The New York Times if often the place to turn for sober news coverage, informed editorials and a progressive voice or two. Unfortunately they get as slack as any other major paper when it comes to fawning coverage of the arts. The grandfather of dance, Merce Cunningham, one of New York’s perennial dance personalities, is the subject of the latest exercise in objective reporting.

The Cunningham company has announced plans for, what they call, “Monday’s With Merce” (come again? Ed!) Whereby once every two weeks the company will post a full-on documentary of the Cunningham company class online for the benefit of all mankind, or words to that effect. Each video will be available free of charge for anybody to watch and, presumably, learn Cunningham technique from the man himself.

Except of course you won’t be able to do that because the idea of taking a professional level class via a video link is patently ridiculous. Teaching class is a hands on experience which means touching, feeling and lots of other things our over protective society does not approve of! If anybody’s looking at it from that perspective please stop it now!

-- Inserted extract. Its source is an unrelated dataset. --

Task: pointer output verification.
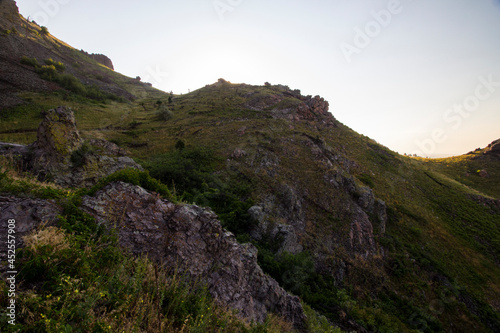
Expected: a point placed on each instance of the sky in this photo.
(418, 76)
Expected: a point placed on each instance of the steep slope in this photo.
(373, 240)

Not only will there be video of the class itself but interviews with Mr. Cunningham, the dancers and probably lots of oddball academics and historians because the whole project is being handled by New York University. By the time they are through with this project a total of 26 documentaries will exist.

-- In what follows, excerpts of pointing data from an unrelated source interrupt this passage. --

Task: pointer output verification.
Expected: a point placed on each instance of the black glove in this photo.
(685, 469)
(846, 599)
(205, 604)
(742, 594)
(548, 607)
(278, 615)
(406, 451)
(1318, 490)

The idea itself is fine, possibly even useful to some limited degree – particularly to dance students the world over who are forced to write essays about Mr Cunningham and his work – the problem is both the New York Times and the company come across as utter buffoons who just discovered the magic of electric power and the convenience of the horse-less carriage.

Trevor Carlson, the executive director of the company, is quoted as saying; “The actual hope became: How can we take Merce outside our studio without actually having to take him out? How can we bring what he does here, what we do here, to the outside community?”

Putting aside the comedic image of Merce Cunningham being “taken out” it took these guys more than two years to figure out the cryptic connection between digital video cameras, the internet and DVD’s. Make that three years, the whole project doesn’t go online until September this year. Article19 has been putting video online for 8 years now. Granted, none of that video has been of Merce Cunningham but I’ll bet all the money in my pocket if we did, very few people would want to watch it.

Nancy Dalva, a dance historian, says in the piece; “we can go get archival footage of ‘Beach Birds,’ which has the same circle in it, and show the same Matisse poster, which Merce saw in his dentist’s office before he made the dance.”

What Ms Dalva is describing is called editing, possibly one of the few things in the world that’s been around longer than Merce Cunningham himself. You have to wonder if these folks have been lurking in dusty New York studios for too long.

The whole project will cost more than $250,000 to produce and you can’t help wondering why they don’t make 26 documentaries of 26 different dance makers, perhaps that would be more useful? At least the dancers are getting paid for it but a lot of people would also be very grateful if they stopped acting like they just invented the wheel!

‘Monday’s With Merce’ (stop giggling at the back) starts in September.